Confirmation bias is one of the most common and pervasive cognitive biases you're likely to see. It is the human tendency to preferentially accept information that appears to confirm already-held beliefs, and question evidence that calls those beliefs into question. Confirmation bias is particularly evident in the context of controversy. If you believe that something is true, and I appear with evidence that you're wrong, you're much more likely to question my evidence (or my motives in presenting it) than you are to change your mind.

For an extended (and passionate) presentation on confirmation bias and its effect on American history and politics, see The Political Brain, by Drew Westen. As Westen documents, confirmation bias played a significant role in presidential politics over the past 30 years. Westen also draws on behavioral research to provide the solution: confirmation bias is evoked when you confront a difference of opinion with evidence. The way past it is first to establish an emotional connection with your audience.

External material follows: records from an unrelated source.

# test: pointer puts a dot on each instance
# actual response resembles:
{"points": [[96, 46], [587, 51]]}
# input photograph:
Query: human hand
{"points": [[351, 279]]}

For example: let's say that you're developing content for an environmental activist organization. You have a set of content on global warming, and you're not interested in preaching to the choir. You want to convince global warming skeptics, but how do you go about that? If you present facts and figures, Westen argues, you will get nowhere. Your skeptical readers will believe that you're cherry-picking your data, or even that you're quoting from studies that were drawn up in service of a conspiracy.

Instead, you need to begin by connecting with your readers. Think emotional themes: the welfare of our children, our shared hope for the future, the beauty of growing things. Open with this content to establish a set of values you share with your readers, the skeptics included. Then, from there, you move on to aspects of your argument. Westen argues that you can make an evidence-based argument, but not right away. Opening with inspiration and closing with evidence gives you the best chance of success.

One last thing about confirmation bias: it applies to everyone, you and me included, but it's far easier to spot in others than it is in ourselves. It might be worth asking where your own confirmation biases lie—those are the places where your own thinking breaks down.